近くのディスクユニオンで、斎藤哲夫『グッド・タイム・ミュージック』を見つけて、買う。まさにグッド・タイミングなミュージック。1974年の録音。若き日の白井良明(だと思う)が一緒にジャケットに映ってらあ。
夜、溜池近くのレストランで、TBS「スタンバイ」の暑気払いの会。それまで時間がある。取材予定の寺島靖国『疾風怒濤のJAZZオーディオ放蕩生活』(河出書房新社)を読む。オーディオ地獄の話。専門的な話はさっぱりわからぬが、ケーブルを替えるだけで、音が変わるとか、ついには、庭に専用の電柱を建ててしまったとか、底知れない耽溺の日々がつづられ、ひきこまれる。
スタンバイ暑気払いの会は、出演者お歴々が参加。ぼくはいつものとおり、保護者・荒川洋治さんの横に陣取り、食べて、飲んで、喋る。今野雄二さん、嶌信彦さんとも初めてちゃんと喋る。

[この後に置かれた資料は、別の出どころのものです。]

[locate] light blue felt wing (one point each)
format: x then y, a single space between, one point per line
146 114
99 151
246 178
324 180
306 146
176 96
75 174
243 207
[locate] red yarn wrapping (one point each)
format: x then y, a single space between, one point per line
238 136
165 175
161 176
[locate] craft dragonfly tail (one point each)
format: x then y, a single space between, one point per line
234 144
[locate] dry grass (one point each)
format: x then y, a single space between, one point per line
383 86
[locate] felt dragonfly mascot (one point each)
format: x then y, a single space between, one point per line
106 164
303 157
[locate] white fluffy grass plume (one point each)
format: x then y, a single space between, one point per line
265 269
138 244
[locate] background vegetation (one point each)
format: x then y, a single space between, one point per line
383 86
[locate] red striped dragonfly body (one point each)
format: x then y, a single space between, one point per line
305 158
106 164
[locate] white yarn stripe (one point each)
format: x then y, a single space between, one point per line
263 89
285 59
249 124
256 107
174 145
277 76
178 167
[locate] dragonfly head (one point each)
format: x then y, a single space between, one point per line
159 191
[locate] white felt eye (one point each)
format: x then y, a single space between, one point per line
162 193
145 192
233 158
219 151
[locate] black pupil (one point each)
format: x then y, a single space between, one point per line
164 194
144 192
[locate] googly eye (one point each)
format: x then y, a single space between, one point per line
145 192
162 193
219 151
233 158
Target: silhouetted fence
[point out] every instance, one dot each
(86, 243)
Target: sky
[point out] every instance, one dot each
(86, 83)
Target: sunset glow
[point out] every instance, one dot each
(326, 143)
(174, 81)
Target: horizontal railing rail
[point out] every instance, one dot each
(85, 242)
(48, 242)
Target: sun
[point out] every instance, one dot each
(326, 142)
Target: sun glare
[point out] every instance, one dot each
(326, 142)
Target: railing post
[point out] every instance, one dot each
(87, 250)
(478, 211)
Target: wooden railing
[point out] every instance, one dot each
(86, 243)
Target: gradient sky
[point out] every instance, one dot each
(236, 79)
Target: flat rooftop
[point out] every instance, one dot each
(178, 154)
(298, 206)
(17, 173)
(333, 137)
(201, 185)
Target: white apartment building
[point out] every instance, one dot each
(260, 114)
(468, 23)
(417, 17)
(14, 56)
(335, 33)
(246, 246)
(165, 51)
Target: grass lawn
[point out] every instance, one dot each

嶌さん、毎日新聞を45歳でケンカして辞めた時の話、じっと聞き入る。遠くのテーブルに、小林信彦が文春のコラムで絶賛する政治部の武田記者がいる。ハイヤーで帰宅。すいすいと1時間かからなかった。
23日、一日遅れで産経新聞書評、森詠『はるか青春』(集英社)を書いて送る。森詠、大学を卒業して数年、「週刊読書人」にいた。「図書新聞」「読書新聞」と三派鼎立の時代。書評紙がオピニオンリーダーで、安保世代や知識人に影響力があった時代のこと。
午後、国立「白十字」で、朝日新聞取材を受ける。蒼井優集英社文庫カバーのことを中心に、いま若い人のあいだで文庫がどう読まれているか、みたいな話。記者のNさんは、一橋大出身の才媛なり。
講談社「kING」という若者雑誌から原稿依頼あり。三島由紀夫『不道徳教育講座』について。ちょうど『はるか青春』に三島のことがたびたび出てきたのを読んでいたところ。